The next phase of maturation is where the control over the data is handed to users, with no centralized parties having the hang of user information. That marks the dawn of web3!
It is worth taking a moment to look at the security transformations to better understand the infrastructure of the different web versions.
Web1 used a Secure Socket Layer (SSL) to establish secure communication between browsers and servers. Web2 intermediaries like Google, Facebook, etc., who had access to the user information, adopted Transport Layer Security (TLS).
Whereas the security of Web3 does not rely on database layers but puts the smart contracts to manage the logic and state of the execution. Placing the data control in the user’s hands brought decentralization into play, thus demanding a whole new level of security amendments.
Now is the time when the emphasis is moving from Web2 to Web3. This necessitates the need to do a comprehensive security analysis of the existing Web2 internet vs newly-found web3 for better clarity.
This blog aims to highlight the security part elaboratively. Let’s just get in!
Cybersecurity Concerns In Web2
The second generation of the web, which represented a transition from static web pages to the dynamic web, led to open communication between the web communities. With the improvisations in the functionality, many issues surfaced in Web2.
Though Web3 is far ahead of web2 in all aspects, it’s important to dust the web2 security to understand how similar attacks are being tried on web3, causing security breaches.
Architectural Layers Of Web2 Cybersecurity
And so here we go– top Web2 security vulnerabilities.
Lack of authentication controls: Web2 distributes the rights over the content to many users and not specifically to a selected number of authorized people. Thus, this gives a very good chance for any less-experienced user to negatively influence the overall system.

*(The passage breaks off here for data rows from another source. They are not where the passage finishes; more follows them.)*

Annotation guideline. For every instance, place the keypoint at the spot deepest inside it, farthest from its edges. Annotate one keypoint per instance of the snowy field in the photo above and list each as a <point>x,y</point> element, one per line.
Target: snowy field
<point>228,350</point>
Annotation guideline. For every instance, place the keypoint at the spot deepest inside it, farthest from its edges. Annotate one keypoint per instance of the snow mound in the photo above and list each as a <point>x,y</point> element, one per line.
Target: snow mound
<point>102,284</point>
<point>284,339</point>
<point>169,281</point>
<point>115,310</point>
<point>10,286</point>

For example, an attacker can log in to the site, disguising themself to be an authenticated user to post fake information and carry out unauthentic administrative activities.
Cross-site request fraud: The user visits the website that appears normal but within which lies the malicious code that directs to an unintended website. An example of this is the vulnerability in Twitter which favoured site owners to extract the Twitter profiles of users who visit their website.
Phishing is the greatest headache at all times and that which is most extensively deployed in web2 and web3, though the attack pattern might vary slightly. Phishing attacks don’t rely on software weakness, but the attackers exploit the lack of user awareness here.
Generally, the attacker sends an email to the victim asking for sensitive information. This leads to the victim landing on fraudulent sites, resulting in effective results for the phishing attacks.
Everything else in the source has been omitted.